March 24, 2017- Simplify
Simplify
“The web and the physical world are plagued with abundance―people need help sorting through all the good and bad stuff out there. The tyranny of choice is causing major psychic pain and frustration for people.”
Jason Calacanis, Internet entrepreneur
Although it is certainly more of a first-world problem, it is nevertheless a problem: Too many choices, too much of almost everything. Now add to the mix the real possibility of widespread “fake news” and political “doublespeak” and “alternative facts” (!) and it really gets challenging. It seems the complexity of life increases exponentially, while we amble along at the same old rate, the pace of human beings, with just so much time and energy.
It’s one thing if your challenge is at the coffee shop where you’re offered choices that you’ve never heard of and in which you have no interest.
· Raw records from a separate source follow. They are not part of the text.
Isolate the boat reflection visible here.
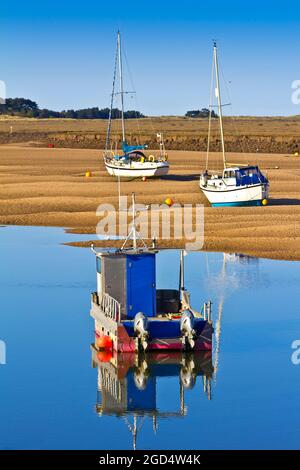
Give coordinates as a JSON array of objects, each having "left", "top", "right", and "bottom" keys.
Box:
[
  {"left": 92, "top": 347, "right": 213, "bottom": 449},
  {"left": 223, "top": 252, "right": 259, "bottom": 264}
]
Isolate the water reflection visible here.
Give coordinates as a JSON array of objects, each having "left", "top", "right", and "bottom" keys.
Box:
[
  {"left": 1, "top": 226, "right": 300, "bottom": 449},
  {"left": 205, "top": 252, "right": 261, "bottom": 296},
  {"left": 92, "top": 348, "right": 213, "bottom": 449},
  {"left": 204, "top": 253, "right": 262, "bottom": 380}
]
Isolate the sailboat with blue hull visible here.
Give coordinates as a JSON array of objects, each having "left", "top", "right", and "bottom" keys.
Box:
[
  {"left": 199, "top": 42, "right": 269, "bottom": 207},
  {"left": 104, "top": 32, "right": 169, "bottom": 178}
]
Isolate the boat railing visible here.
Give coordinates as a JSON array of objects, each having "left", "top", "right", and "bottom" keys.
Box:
[{"left": 99, "top": 292, "right": 121, "bottom": 323}]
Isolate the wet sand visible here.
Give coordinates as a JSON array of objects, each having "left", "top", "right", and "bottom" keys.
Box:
[{"left": 0, "top": 144, "right": 300, "bottom": 260}]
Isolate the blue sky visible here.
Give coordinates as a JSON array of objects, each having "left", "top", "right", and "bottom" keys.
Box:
[{"left": 0, "top": 0, "right": 299, "bottom": 116}]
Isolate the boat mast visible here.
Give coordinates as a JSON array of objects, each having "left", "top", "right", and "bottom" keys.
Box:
[
  {"left": 117, "top": 31, "right": 126, "bottom": 144},
  {"left": 179, "top": 250, "right": 185, "bottom": 292},
  {"left": 120, "top": 193, "right": 147, "bottom": 251},
  {"left": 206, "top": 54, "right": 215, "bottom": 170},
  {"left": 213, "top": 42, "right": 227, "bottom": 169},
  {"left": 132, "top": 192, "right": 137, "bottom": 250},
  {"left": 105, "top": 37, "right": 118, "bottom": 155}
]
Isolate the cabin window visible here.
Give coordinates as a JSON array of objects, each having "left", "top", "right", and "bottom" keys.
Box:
[
  {"left": 96, "top": 257, "right": 101, "bottom": 273},
  {"left": 224, "top": 170, "right": 235, "bottom": 178}
]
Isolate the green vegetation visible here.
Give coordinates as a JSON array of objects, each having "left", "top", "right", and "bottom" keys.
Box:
[
  {"left": 0, "top": 98, "right": 145, "bottom": 119},
  {"left": 185, "top": 108, "right": 218, "bottom": 118}
]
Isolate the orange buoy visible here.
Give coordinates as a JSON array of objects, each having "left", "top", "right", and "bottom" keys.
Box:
[
  {"left": 85, "top": 171, "right": 92, "bottom": 177},
  {"left": 97, "top": 335, "right": 113, "bottom": 351},
  {"left": 97, "top": 350, "right": 113, "bottom": 363},
  {"left": 165, "top": 197, "right": 174, "bottom": 207}
]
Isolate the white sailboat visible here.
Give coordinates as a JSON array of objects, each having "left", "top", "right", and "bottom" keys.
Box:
[
  {"left": 104, "top": 32, "right": 169, "bottom": 178},
  {"left": 199, "top": 42, "right": 269, "bottom": 207}
]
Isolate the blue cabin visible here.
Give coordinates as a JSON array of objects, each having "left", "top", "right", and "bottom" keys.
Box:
[{"left": 97, "top": 251, "right": 156, "bottom": 320}]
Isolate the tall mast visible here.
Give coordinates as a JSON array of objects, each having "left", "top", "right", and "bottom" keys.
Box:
[
  {"left": 132, "top": 192, "right": 137, "bottom": 250},
  {"left": 105, "top": 37, "right": 118, "bottom": 154},
  {"left": 117, "top": 31, "right": 126, "bottom": 143},
  {"left": 179, "top": 250, "right": 185, "bottom": 292},
  {"left": 213, "top": 42, "right": 227, "bottom": 169}
]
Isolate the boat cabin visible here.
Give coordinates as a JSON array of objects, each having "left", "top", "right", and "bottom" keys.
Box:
[
  {"left": 203, "top": 165, "right": 268, "bottom": 188},
  {"left": 108, "top": 148, "right": 149, "bottom": 164},
  {"left": 95, "top": 249, "right": 181, "bottom": 321},
  {"left": 91, "top": 247, "right": 213, "bottom": 353}
]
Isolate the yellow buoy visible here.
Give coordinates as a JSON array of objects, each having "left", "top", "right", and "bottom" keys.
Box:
[
  {"left": 85, "top": 171, "right": 92, "bottom": 178},
  {"left": 165, "top": 197, "right": 174, "bottom": 207},
  {"left": 262, "top": 199, "right": 268, "bottom": 206},
  {"left": 294, "top": 152, "right": 299, "bottom": 157},
  {"left": 142, "top": 176, "right": 147, "bottom": 182}
]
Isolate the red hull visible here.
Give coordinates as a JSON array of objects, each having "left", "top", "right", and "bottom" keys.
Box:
[{"left": 95, "top": 328, "right": 212, "bottom": 352}]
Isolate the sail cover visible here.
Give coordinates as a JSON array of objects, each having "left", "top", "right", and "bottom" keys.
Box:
[{"left": 235, "top": 166, "right": 268, "bottom": 187}]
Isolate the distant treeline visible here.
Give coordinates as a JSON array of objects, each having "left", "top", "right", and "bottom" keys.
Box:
[
  {"left": 0, "top": 98, "right": 218, "bottom": 119},
  {"left": 0, "top": 98, "right": 145, "bottom": 119},
  {"left": 185, "top": 108, "right": 218, "bottom": 118}
]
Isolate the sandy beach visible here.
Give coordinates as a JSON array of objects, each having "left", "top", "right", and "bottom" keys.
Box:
[{"left": 0, "top": 144, "right": 300, "bottom": 260}]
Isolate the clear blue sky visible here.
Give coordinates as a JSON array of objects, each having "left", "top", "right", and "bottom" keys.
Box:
[{"left": 1, "top": 0, "right": 299, "bottom": 116}]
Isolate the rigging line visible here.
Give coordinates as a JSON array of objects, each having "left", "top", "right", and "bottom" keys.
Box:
[
  {"left": 208, "top": 90, "right": 222, "bottom": 172},
  {"left": 125, "top": 55, "right": 158, "bottom": 141},
  {"left": 122, "top": 48, "right": 142, "bottom": 145},
  {"left": 214, "top": 44, "right": 227, "bottom": 169},
  {"left": 123, "top": 415, "right": 145, "bottom": 434},
  {"left": 206, "top": 48, "right": 215, "bottom": 170},
  {"left": 207, "top": 43, "right": 224, "bottom": 172},
  {"left": 123, "top": 47, "right": 161, "bottom": 148},
  {"left": 118, "top": 32, "right": 126, "bottom": 142},
  {"left": 111, "top": 92, "right": 120, "bottom": 152},
  {"left": 105, "top": 38, "right": 119, "bottom": 153},
  {"left": 220, "top": 64, "right": 253, "bottom": 158},
  {"left": 115, "top": 79, "right": 124, "bottom": 151}
]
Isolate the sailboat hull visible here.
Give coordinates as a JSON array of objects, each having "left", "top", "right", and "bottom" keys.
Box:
[
  {"left": 105, "top": 161, "right": 169, "bottom": 178},
  {"left": 200, "top": 182, "right": 269, "bottom": 207}
]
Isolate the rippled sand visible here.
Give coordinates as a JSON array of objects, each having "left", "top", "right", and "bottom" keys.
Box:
[{"left": 0, "top": 144, "right": 300, "bottom": 260}]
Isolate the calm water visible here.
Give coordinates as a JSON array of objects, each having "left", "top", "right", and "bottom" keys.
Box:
[{"left": 1, "top": 226, "right": 300, "bottom": 450}]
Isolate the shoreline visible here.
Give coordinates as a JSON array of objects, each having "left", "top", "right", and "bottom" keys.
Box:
[
  {"left": 1, "top": 223, "right": 299, "bottom": 262},
  {"left": 1, "top": 116, "right": 300, "bottom": 153}
]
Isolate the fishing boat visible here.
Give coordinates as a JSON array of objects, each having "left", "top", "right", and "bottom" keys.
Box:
[
  {"left": 92, "top": 350, "right": 213, "bottom": 449},
  {"left": 104, "top": 32, "right": 169, "bottom": 178},
  {"left": 199, "top": 42, "right": 269, "bottom": 207},
  {"left": 90, "top": 194, "right": 213, "bottom": 353}
]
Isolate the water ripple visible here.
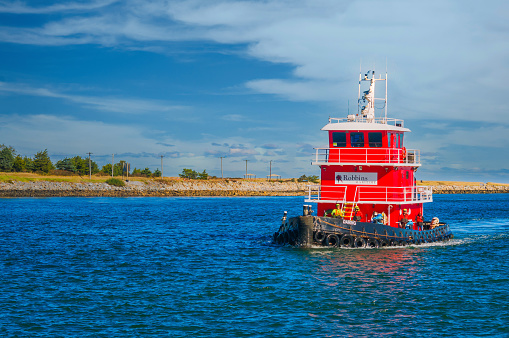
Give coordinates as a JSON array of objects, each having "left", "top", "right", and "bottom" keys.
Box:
[{"left": 0, "top": 195, "right": 508, "bottom": 336}]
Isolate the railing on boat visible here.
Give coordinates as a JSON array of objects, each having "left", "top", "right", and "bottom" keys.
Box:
[
  {"left": 311, "top": 147, "right": 420, "bottom": 166},
  {"left": 327, "top": 116, "right": 405, "bottom": 127},
  {"left": 305, "top": 185, "right": 433, "bottom": 204}
]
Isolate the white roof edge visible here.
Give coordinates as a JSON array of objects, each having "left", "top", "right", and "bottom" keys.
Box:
[{"left": 321, "top": 122, "right": 411, "bottom": 132}]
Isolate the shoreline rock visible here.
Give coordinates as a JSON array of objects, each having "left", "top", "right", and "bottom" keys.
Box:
[{"left": 0, "top": 180, "right": 508, "bottom": 197}]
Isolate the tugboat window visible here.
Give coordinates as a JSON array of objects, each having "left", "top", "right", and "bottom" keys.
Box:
[
  {"left": 332, "top": 132, "right": 347, "bottom": 147},
  {"left": 368, "top": 132, "right": 383, "bottom": 147},
  {"left": 350, "top": 132, "right": 364, "bottom": 147}
]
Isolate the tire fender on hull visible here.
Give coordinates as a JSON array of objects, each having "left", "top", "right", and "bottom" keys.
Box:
[
  {"left": 340, "top": 235, "right": 354, "bottom": 247},
  {"left": 353, "top": 237, "right": 366, "bottom": 248},
  {"left": 366, "top": 238, "right": 380, "bottom": 248},
  {"left": 325, "top": 234, "right": 340, "bottom": 247},
  {"left": 314, "top": 231, "right": 326, "bottom": 244}
]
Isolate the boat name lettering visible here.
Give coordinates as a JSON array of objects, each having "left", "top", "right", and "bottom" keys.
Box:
[
  {"left": 343, "top": 220, "right": 356, "bottom": 226},
  {"left": 335, "top": 172, "right": 378, "bottom": 185}
]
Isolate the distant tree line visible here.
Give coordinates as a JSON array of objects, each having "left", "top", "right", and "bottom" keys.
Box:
[
  {"left": 0, "top": 145, "right": 161, "bottom": 177},
  {"left": 179, "top": 168, "right": 209, "bottom": 180},
  {"left": 297, "top": 174, "right": 320, "bottom": 183}
]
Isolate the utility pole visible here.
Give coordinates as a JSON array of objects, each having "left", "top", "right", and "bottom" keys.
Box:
[
  {"left": 111, "top": 154, "right": 114, "bottom": 177},
  {"left": 87, "top": 152, "right": 92, "bottom": 180},
  {"left": 269, "top": 160, "right": 272, "bottom": 181},
  {"left": 219, "top": 156, "right": 225, "bottom": 179},
  {"left": 160, "top": 155, "right": 164, "bottom": 179},
  {"left": 244, "top": 160, "right": 249, "bottom": 179}
]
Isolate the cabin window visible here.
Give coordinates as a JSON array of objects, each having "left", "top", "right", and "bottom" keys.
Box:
[
  {"left": 368, "top": 132, "right": 383, "bottom": 147},
  {"left": 398, "top": 133, "right": 404, "bottom": 148},
  {"left": 350, "top": 132, "right": 364, "bottom": 147},
  {"left": 332, "top": 132, "right": 347, "bottom": 147},
  {"left": 388, "top": 132, "right": 398, "bottom": 148}
]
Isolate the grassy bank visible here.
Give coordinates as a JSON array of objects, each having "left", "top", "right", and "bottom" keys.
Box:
[
  {"left": 0, "top": 172, "right": 302, "bottom": 184},
  {"left": 2, "top": 172, "right": 509, "bottom": 186}
]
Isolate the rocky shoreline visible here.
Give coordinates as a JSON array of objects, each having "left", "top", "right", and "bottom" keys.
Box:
[
  {"left": 1, "top": 180, "right": 508, "bottom": 197},
  {"left": 0, "top": 180, "right": 309, "bottom": 197}
]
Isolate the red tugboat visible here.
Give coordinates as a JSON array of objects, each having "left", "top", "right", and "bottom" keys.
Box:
[{"left": 274, "top": 70, "right": 453, "bottom": 248}]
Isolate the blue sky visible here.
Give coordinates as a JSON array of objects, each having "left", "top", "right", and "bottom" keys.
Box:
[{"left": 0, "top": 0, "right": 508, "bottom": 182}]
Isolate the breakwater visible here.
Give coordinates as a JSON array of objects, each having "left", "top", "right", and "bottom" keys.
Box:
[
  {"left": 0, "top": 180, "right": 308, "bottom": 197},
  {"left": 1, "top": 180, "right": 508, "bottom": 197}
]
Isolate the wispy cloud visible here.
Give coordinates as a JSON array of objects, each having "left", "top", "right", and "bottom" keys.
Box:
[
  {"left": 0, "top": 82, "right": 186, "bottom": 114},
  {"left": 0, "top": 0, "right": 118, "bottom": 14}
]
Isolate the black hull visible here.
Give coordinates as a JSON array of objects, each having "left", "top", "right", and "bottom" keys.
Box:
[{"left": 273, "top": 216, "right": 453, "bottom": 248}]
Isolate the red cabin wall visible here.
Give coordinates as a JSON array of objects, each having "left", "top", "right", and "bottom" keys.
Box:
[{"left": 317, "top": 129, "right": 421, "bottom": 228}]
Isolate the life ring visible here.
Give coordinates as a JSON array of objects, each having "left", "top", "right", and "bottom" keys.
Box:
[
  {"left": 367, "top": 238, "right": 380, "bottom": 248},
  {"left": 326, "top": 234, "right": 340, "bottom": 247},
  {"left": 353, "top": 237, "right": 366, "bottom": 248},
  {"left": 314, "top": 231, "right": 326, "bottom": 244},
  {"left": 340, "top": 235, "right": 353, "bottom": 247}
]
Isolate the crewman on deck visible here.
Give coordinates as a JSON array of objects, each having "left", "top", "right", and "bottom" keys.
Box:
[
  {"left": 399, "top": 209, "right": 409, "bottom": 228},
  {"left": 352, "top": 206, "right": 363, "bottom": 221},
  {"left": 415, "top": 213, "right": 424, "bottom": 231},
  {"left": 430, "top": 217, "right": 439, "bottom": 229},
  {"left": 372, "top": 212, "right": 383, "bottom": 224},
  {"left": 331, "top": 204, "right": 344, "bottom": 219}
]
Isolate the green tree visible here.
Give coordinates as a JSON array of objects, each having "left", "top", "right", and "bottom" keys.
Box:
[
  {"left": 141, "top": 167, "right": 152, "bottom": 176},
  {"left": 153, "top": 168, "right": 161, "bottom": 177},
  {"left": 56, "top": 158, "right": 77, "bottom": 173},
  {"left": 101, "top": 163, "right": 112, "bottom": 175},
  {"left": 297, "top": 175, "right": 308, "bottom": 182},
  {"left": 297, "top": 174, "right": 319, "bottom": 183},
  {"left": 54, "top": 156, "right": 99, "bottom": 175},
  {"left": 102, "top": 162, "right": 125, "bottom": 176},
  {"left": 179, "top": 168, "right": 198, "bottom": 179},
  {"left": 0, "top": 145, "right": 15, "bottom": 172},
  {"left": 33, "top": 149, "right": 54, "bottom": 173},
  {"left": 198, "top": 170, "right": 209, "bottom": 180},
  {"left": 307, "top": 175, "right": 319, "bottom": 183},
  {"left": 24, "top": 156, "right": 35, "bottom": 172},
  {"left": 13, "top": 155, "right": 26, "bottom": 172}
]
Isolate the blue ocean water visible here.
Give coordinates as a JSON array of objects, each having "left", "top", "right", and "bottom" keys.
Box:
[{"left": 0, "top": 194, "right": 508, "bottom": 337}]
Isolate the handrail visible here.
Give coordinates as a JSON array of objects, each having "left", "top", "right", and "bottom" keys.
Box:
[
  {"left": 328, "top": 116, "right": 404, "bottom": 127},
  {"left": 305, "top": 185, "right": 433, "bottom": 204},
  {"left": 312, "top": 147, "right": 420, "bottom": 166}
]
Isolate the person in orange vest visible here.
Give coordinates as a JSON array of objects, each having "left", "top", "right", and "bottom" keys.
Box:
[
  {"left": 352, "top": 206, "right": 363, "bottom": 221},
  {"left": 399, "top": 209, "right": 409, "bottom": 228},
  {"left": 415, "top": 212, "right": 424, "bottom": 231}
]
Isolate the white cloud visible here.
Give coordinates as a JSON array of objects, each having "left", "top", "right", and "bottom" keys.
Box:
[
  {"left": 1, "top": 0, "right": 505, "bottom": 125},
  {"left": 0, "top": 0, "right": 118, "bottom": 14},
  {"left": 0, "top": 82, "right": 186, "bottom": 114}
]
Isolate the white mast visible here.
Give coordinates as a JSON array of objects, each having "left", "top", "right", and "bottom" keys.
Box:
[{"left": 358, "top": 70, "right": 387, "bottom": 123}]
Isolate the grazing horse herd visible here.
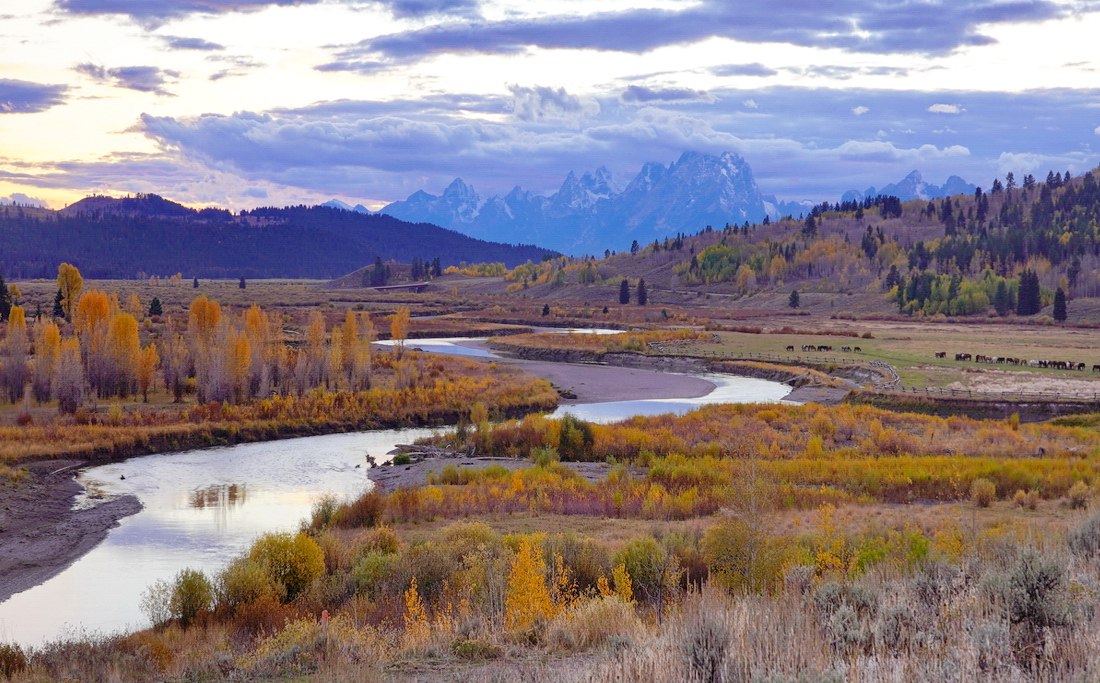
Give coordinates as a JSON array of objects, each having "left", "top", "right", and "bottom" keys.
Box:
[
  {"left": 786, "top": 344, "right": 863, "bottom": 353},
  {"left": 935, "top": 351, "right": 1098, "bottom": 372}
]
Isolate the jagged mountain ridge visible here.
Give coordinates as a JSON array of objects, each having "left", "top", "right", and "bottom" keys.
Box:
[
  {"left": 381, "top": 151, "right": 776, "bottom": 254},
  {"left": 842, "top": 170, "right": 975, "bottom": 204}
]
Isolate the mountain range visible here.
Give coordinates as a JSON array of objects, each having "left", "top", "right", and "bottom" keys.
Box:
[
  {"left": 367, "top": 153, "right": 972, "bottom": 255},
  {"left": 0, "top": 194, "right": 553, "bottom": 279},
  {"left": 842, "top": 170, "right": 976, "bottom": 204},
  {"left": 379, "top": 152, "right": 811, "bottom": 255}
]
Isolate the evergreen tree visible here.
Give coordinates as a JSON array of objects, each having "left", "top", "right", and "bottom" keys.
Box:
[
  {"left": 884, "top": 264, "right": 901, "bottom": 291},
  {"left": 541, "top": 304, "right": 550, "bottom": 316},
  {"left": 52, "top": 288, "right": 64, "bottom": 318},
  {"left": 636, "top": 278, "right": 648, "bottom": 306},
  {"left": 788, "top": 290, "right": 800, "bottom": 309},
  {"left": 1016, "top": 270, "right": 1042, "bottom": 316},
  {"left": 149, "top": 297, "right": 163, "bottom": 317},
  {"left": 630, "top": 239, "right": 640, "bottom": 255},
  {"left": 1053, "top": 287, "right": 1067, "bottom": 322},
  {"left": 193, "top": 277, "right": 199, "bottom": 288},
  {"left": 239, "top": 276, "right": 246, "bottom": 289},
  {"left": 0, "top": 275, "right": 9, "bottom": 321},
  {"left": 993, "top": 281, "right": 1010, "bottom": 316},
  {"left": 618, "top": 279, "right": 630, "bottom": 305},
  {"left": 431, "top": 257, "right": 442, "bottom": 277}
]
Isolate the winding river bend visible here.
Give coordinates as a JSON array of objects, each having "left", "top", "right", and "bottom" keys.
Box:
[{"left": 0, "top": 336, "right": 790, "bottom": 646}]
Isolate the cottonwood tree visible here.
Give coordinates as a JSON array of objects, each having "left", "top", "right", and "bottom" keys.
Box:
[
  {"left": 106, "top": 312, "right": 140, "bottom": 397},
  {"left": 390, "top": 306, "right": 410, "bottom": 358},
  {"left": 56, "top": 263, "right": 83, "bottom": 321},
  {"left": 75, "top": 290, "right": 114, "bottom": 397},
  {"left": 1, "top": 306, "right": 28, "bottom": 401},
  {"left": 53, "top": 338, "right": 85, "bottom": 414},
  {"left": 161, "top": 330, "right": 190, "bottom": 403},
  {"left": 32, "top": 320, "right": 61, "bottom": 403},
  {"left": 136, "top": 343, "right": 160, "bottom": 402}
]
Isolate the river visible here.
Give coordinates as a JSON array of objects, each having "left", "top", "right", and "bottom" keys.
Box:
[{"left": 0, "top": 334, "right": 789, "bottom": 646}]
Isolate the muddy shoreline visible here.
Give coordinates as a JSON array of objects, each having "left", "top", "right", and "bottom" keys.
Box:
[{"left": 0, "top": 460, "right": 142, "bottom": 603}]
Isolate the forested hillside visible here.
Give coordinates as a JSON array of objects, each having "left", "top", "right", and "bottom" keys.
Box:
[
  {"left": 0, "top": 196, "right": 554, "bottom": 279},
  {"left": 470, "top": 167, "right": 1100, "bottom": 321}
]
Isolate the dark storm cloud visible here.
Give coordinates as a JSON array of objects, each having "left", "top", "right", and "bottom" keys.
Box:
[
  {"left": 0, "top": 79, "right": 67, "bottom": 113},
  {"left": 75, "top": 63, "right": 179, "bottom": 95},
  {"left": 320, "top": 0, "right": 1084, "bottom": 73}
]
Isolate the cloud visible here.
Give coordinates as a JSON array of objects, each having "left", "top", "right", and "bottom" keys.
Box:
[
  {"left": 53, "top": 0, "right": 480, "bottom": 26},
  {"left": 0, "top": 79, "right": 67, "bottom": 113},
  {"left": 928, "top": 103, "right": 964, "bottom": 114},
  {"left": 742, "top": 99, "right": 758, "bottom": 109},
  {"left": 54, "top": 0, "right": 328, "bottom": 26},
  {"left": 1094, "top": 125, "right": 1100, "bottom": 135},
  {"left": 385, "top": 0, "right": 480, "bottom": 19},
  {"left": 10, "top": 85, "right": 1097, "bottom": 210},
  {"left": 320, "top": 0, "right": 1086, "bottom": 72},
  {"left": 621, "top": 85, "right": 714, "bottom": 104},
  {"left": 162, "top": 36, "right": 224, "bottom": 50},
  {"left": 852, "top": 106, "right": 870, "bottom": 116},
  {"left": 75, "top": 63, "right": 179, "bottom": 95},
  {"left": 508, "top": 85, "right": 599, "bottom": 124},
  {"left": 711, "top": 63, "right": 777, "bottom": 77},
  {"left": 0, "top": 193, "right": 47, "bottom": 207}
]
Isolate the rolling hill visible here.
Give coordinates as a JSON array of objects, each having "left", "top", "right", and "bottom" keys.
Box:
[{"left": 0, "top": 195, "right": 555, "bottom": 280}]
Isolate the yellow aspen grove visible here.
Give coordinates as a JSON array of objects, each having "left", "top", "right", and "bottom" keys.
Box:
[
  {"left": 1, "top": 306, "right": 29, "bottom": 402},
  {"left": 53, "top": 338, "right": 84, "bottom": 414},
  {"left": 305, "top": 311, "right": 326, "bottom": 388},
  {"left": 339, "top": 309, "right": 357, "bottom": 384},
  {"left": 229, "top": 330, "right": 251, "bottom": 402},
  {"left": 505, "top": 537, "right": 555, "bottom": 631},
  {"left": 136, "top": 343, "right": 160, "bottom": 402},
  {"left": 188, "top": 296, "right": 223, "bottom": 402},
  {"left": 243, "top": 304, "right": 273, "bottom": 396},
  {"left": 76, "top": 292, "right": 114, "bottom": 397},
  {"left": 125, "top": 293, "right": 143, "bottom": 320},
  {"left": 326, "top": 338, "right": 343, "bottom": 390},
  {"left": 106, "top": 312, "right": 140, "bottom": 397},
  {"left": 31, "top": 320, "right": 61, "bottom": 403},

It’s another when it concerns an issue you’re trying to understand in order to determine how to live your life or what to believe.
I believe now more than ever, we need to simplify. It’s time again for Occam’s Razor. William of Occam was a 14th Century Franciscan logician. His principle states that “entities should not be multiplied unnecessarily” or, to give it its practical meaning: “If you have two equally likely solutions to a problem, choose the simplest” or even better, “Keep things simple!”
Let that become our motto, the standard which we apply to all of life, beginning right now.
I’ll say no more.
(But I’ll begin to think of ways I can apply it. I hope you do too.)